Sejak era Erdogan, Turki memainkan politik luar negeri "neo-Ottoman" yang menyeimbangkan hubungan dengan Barat dan Timur, serta mengedepankan posisi penghubung normatif dalam krisis regional.
Memiliki kapasitas militer, intelijen, dan pengaruh ekonomi yang lebih besar dibanding Indonesia, serta kemampuan navigasi politik yang fleksibel antara NATO dan blok Timur.
Turki sering mengambil posisi keras terhadap Israel dalam forum internasional, namun juga tetap menjaga jalur diplomatik.
Dalam kerangka CAS: Turki memiliki bobot interaksi tinggi dan mampu membentuk jembatan interaksi di level 3--5 node, terutama sebagai katalisator dalam konfigurasi RRC--India--Turki atau Rusia--Indonesia--Turki.

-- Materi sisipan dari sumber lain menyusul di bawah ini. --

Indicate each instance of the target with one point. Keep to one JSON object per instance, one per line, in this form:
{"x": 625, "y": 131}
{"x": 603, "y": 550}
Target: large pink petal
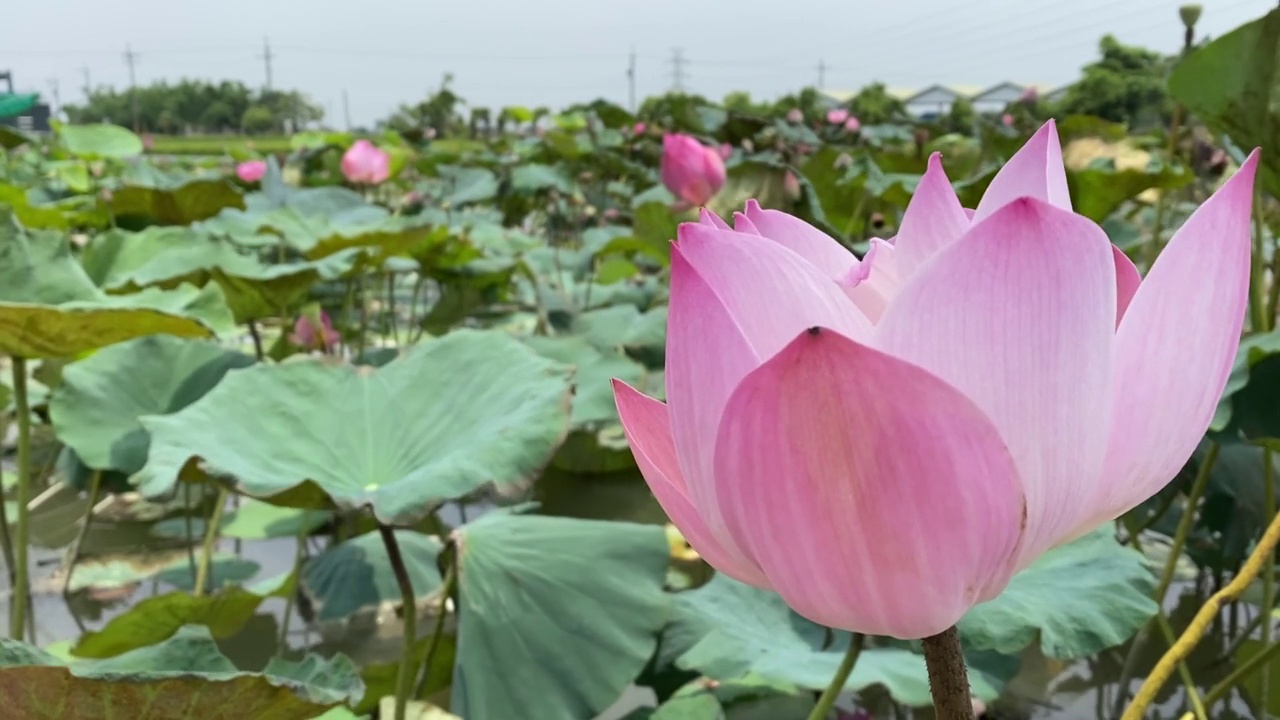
{"x": 1175, "y": 346}
{"x": 649, "y": 434}
{"x": 708, "y": 218}
{"x": 1036, "y": 171}
{"x": 874, "y": 496}
{"x": 801, "y": 238}
{"x": 735, "y": 300}
{"x": 1127, "y": 281}
{"x": 932, "y": 220}
{"x": 1019, "y": 314}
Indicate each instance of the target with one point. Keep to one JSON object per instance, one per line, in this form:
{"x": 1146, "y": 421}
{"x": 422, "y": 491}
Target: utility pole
{"x": 631, "y": 80}
{"x": 53, "y": 90}
{"x": 266, "y": 59}
{"x": 677, "y": 69}
{"x": 131, "y": 58}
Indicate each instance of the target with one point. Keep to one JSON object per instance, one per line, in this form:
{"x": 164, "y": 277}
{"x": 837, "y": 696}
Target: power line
{"x": 677, "y": 69}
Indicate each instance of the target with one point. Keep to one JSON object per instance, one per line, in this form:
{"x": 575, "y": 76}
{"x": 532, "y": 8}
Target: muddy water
{"x": 1045, "y": 689}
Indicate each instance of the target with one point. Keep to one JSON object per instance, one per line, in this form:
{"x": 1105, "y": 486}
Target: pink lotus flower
{"x": 693, "y": 172}
{"x": 251, "y": 171}
{"x": 365, "y": 163}
{"x": 983, "y": 387}
{"x": 305, "y": 333}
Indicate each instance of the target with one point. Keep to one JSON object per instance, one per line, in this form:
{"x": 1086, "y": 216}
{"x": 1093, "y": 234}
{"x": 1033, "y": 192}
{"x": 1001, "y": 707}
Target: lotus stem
{"x": 95, "y": 484}
{"x": 1184, "y": 523}
{"x": 1269, "y": 570}
{"x": 5, "y": 533}
{"x": 22, "y": 579}
{"x": 1200, "y": 624}
{"x": 1257, "y": 272}
{"x": 837, "y": 684}
{"x": 407, "y": 671}
{"x": 451, "y": 580}
{"x": 298, "y": 555}
{"x": 206, "y": 554}
{"x": 949, "y": 678}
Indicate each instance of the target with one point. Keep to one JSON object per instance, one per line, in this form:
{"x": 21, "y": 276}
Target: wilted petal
{"x": 649, "y": 434}
{"x": 876, "y": 497}
{"x": 801, "y": 238}
{"x": 1176, "y": 345}
{"x": 1036, "y": 171}
{"x": 932, "y": 219}
{"x": 1127, "y": 281}
{"x": 874, "y": 281}
{"x": 1019, "y": 314}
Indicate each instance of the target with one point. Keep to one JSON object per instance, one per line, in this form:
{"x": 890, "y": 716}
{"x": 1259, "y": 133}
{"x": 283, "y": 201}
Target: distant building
{"x": 937, "y": 99}
{"x": 22, "y": 110}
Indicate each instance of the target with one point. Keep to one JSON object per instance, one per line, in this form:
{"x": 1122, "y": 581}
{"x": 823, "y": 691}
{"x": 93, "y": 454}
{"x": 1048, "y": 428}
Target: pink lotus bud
{"x": 365, "y": 163}
{"x": 251, "y": 171}
{"x": 305, "y": 332}
{"x": 836, "y": 400}
{"x": 693, "y": 172}
{"x": 791, "y": 186}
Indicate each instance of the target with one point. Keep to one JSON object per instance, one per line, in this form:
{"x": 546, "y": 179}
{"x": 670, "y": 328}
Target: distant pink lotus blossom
{"x": 251, "y": 171}
{"x": 365, "y": 163}
{"x": 693, "y": 172}
{"x": 1009, "y": 364}
{"x": 305, "y": 333}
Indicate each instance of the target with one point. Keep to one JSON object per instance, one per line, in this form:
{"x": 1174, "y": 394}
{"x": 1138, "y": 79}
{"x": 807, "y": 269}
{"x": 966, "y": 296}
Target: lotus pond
{"x": 283, "y": 445}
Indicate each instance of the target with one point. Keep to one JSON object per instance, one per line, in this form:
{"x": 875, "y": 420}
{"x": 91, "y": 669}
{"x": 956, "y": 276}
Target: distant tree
{"x": 192, "y": 105}
{"x": 257, "y": 121}
{"x": 1127, "y": 85}
{"x": 961, "y": 117}
{"x": 874, "y": 105}
{"x": 439, "y": 112}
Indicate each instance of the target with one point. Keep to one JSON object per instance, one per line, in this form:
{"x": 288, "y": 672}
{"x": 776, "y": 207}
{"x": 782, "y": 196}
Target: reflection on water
{"x": 1043, "y": 688}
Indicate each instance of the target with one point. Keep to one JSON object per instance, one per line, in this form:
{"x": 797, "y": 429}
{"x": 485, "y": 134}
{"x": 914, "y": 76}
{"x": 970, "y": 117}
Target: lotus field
{"x": 684, "y": 414}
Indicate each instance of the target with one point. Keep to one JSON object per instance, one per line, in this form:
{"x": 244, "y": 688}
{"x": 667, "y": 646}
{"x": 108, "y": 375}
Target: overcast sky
{"x": 554, "y": 53}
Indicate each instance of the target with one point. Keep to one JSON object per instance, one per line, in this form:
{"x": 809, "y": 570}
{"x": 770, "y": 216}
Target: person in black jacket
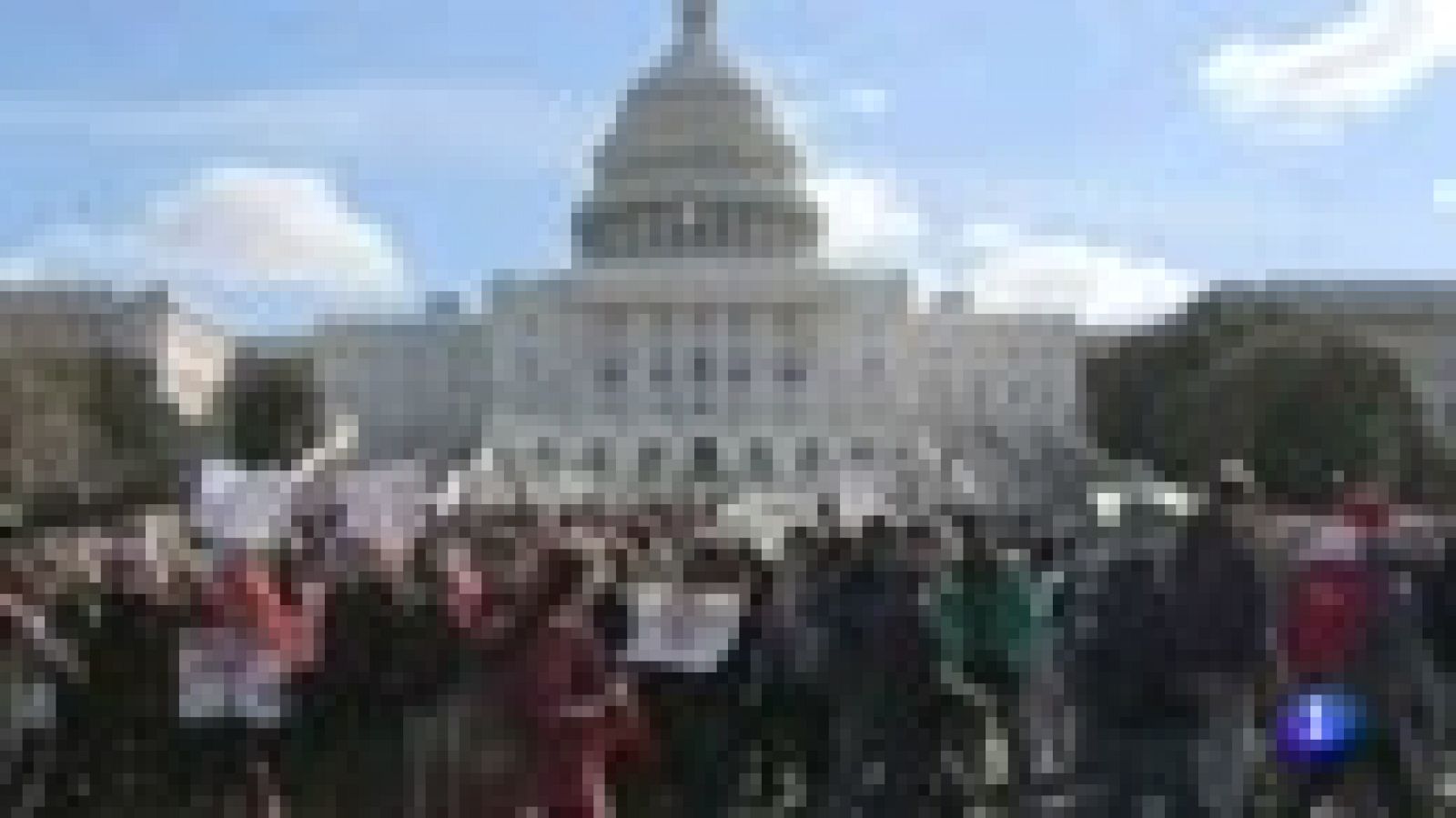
{"x": 386, "y": 648}
{"x": 1220, "y": 614}
{"x": 1138, "y": 716}
{"x": 120, "y": 722}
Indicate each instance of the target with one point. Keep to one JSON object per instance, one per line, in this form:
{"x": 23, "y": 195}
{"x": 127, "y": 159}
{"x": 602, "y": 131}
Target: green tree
{"x": 271, "y": 409}
{"x": 86, "y": 437}
{"x": 1288, "y": 393}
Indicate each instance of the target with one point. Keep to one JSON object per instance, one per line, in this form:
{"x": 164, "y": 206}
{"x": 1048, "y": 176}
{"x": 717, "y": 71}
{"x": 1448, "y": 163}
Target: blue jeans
{"x": 1127, "y": 767}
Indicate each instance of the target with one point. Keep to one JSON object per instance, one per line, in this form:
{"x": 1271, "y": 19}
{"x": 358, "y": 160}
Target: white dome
{"x": 696, "y": 163}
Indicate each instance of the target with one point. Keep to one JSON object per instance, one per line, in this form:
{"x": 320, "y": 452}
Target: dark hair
{"x": 562, "y": 575}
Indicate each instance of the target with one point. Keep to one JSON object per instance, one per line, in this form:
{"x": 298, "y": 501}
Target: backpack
{"x": 1331, "y": 616}
{"x": 1439, "y": 611}
{"x": 1220, "y": 601}
{"x": 986, "y": 625}
{"x": 1128, "y": 672}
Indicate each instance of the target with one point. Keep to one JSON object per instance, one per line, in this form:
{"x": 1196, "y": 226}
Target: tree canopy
{"x": 271, "y": 409}
{"x": 1290, "y": 395}
{"x": 86, "y": 434}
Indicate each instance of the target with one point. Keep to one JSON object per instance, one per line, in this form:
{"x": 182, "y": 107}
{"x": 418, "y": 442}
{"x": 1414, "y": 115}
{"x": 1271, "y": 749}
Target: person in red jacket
{"x": 565, "y": 693}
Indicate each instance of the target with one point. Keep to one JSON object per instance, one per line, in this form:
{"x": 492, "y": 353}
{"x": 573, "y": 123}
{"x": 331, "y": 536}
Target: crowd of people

3. Kolaborasi Indonesia--Turki sebagai Node Kritis
Jika Indonesia dan Turki berkolaborasi aktif dalam diplomasi moral, kemanusiaan, dan teknologi diplomatik (e.g. digital diplomacy, humanitarian AI), maka keduanya bisa menjadi "tipping agents" dalam sistem yang cenderung stagnan.
Dalam skenario CAS, kerja sama mereka dapat menciptakan "atraktor baru" yang menggeser sistem dari equilibrium disfungsional (konflik abadi) menuju jalur resolusi berjenjang.
Contoh strategis:
Koordinasi dalam forum multilateral non-Barat (GNB+, D8, OKI Reformasi).
Inisiasi Summit for Palestinian Sovereignty sebagai tandingan dari kerangka Abraham Accords.
Pembuatan task force berbasis AI atau blockchain untuk pemantauan pelanggaran HAM di Palestina.
Dukungan terbuka pada aktor-aktor lokal Palestina yang moderat dan memiliki legitimasi sosial.